Fact #5: Ignores enormous amount of research finding no credible health impacts.
The researchers base their assessment on what they term the “majority of scientific literature” – including debunked studies .
Yet, they completely ignore numerous studies that have found no credible health impacts from shale development. For instance, the Texas Commission on Environmental Quality (TCEQ) has conducted extensive monitoring and found that there’s no credible threat to public health from shale-related activities. In fact, TCEQ’s months of testing in the Barnett Shale area showed “no levels of concern for any chemicals.” TCEQ added that “there are no immediate health concerns from air quality in the area.”
The Colorado Department of Public Health also installed air quality monitors at a well sites and found that concentrations of benzene “are well within acceptable limits to protect public health,” and that “concentrations of various compounds are comparatively low and are not likely to raise significant health issues of concern.”
The Pennsylvania Department of Environmental Protection took air measurements in northeast Pennsylvania, and the agency “did not identify concentrations of any compound that would likely trigger air-related health issues associated with Marcellus Shale drilling activities.” The Pennsylvania DEP also looked into wells in southwest Pennsylvania and concluded that they “did not detect levels above National Ambient Air Quality Standards at any of the sampling sites.”
A peer-reviewed study looking at cancer incidence rates in several Pennsylvania counties found “no evidence that childhood leukemia was elevated in any county after [hydraulic fracturing] commenced.”
A report from the West Virginia Department of Environmental Protection concluded that “no additional legislative rules” were required to protect public health with respect to hydraulic fracturing activities.
A report commissioned by Fort Cherry School District in Pennsylvania, which studied air emissions at a well site in Fort Cherry School District came to the conclusion that the samples “did not show anything remarkable with respect to chemicals detected in the ambient air.

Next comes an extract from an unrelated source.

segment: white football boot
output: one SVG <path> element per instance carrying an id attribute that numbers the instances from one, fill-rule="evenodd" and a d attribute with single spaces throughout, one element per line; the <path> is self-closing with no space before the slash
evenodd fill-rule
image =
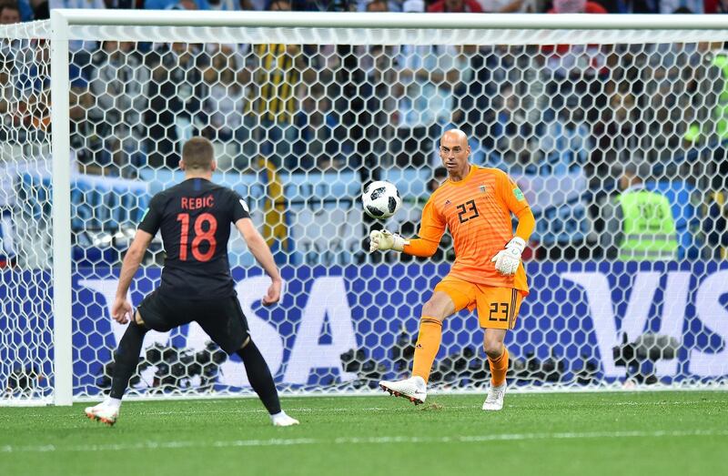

When volatile compounds were detected, they were consistent with background levels measured at the school and in other areas in Washington County. Furthermore, a basic yet conservative screening level evaluation shows that the detected volatile compounds were below health-protective levels.”
Further, there’s a reason Environmental Protection Agency (EPA) Administrator Gina McCarthy has touted how natural gas development is leading to cleaner air. As she has said, “The pollution that I’m looking at is traditional pollutants as well as carbon. And natural gas has been a game changer with our ability to really move forward with pollution reductions that have been very hard to get our arms around for many decades.”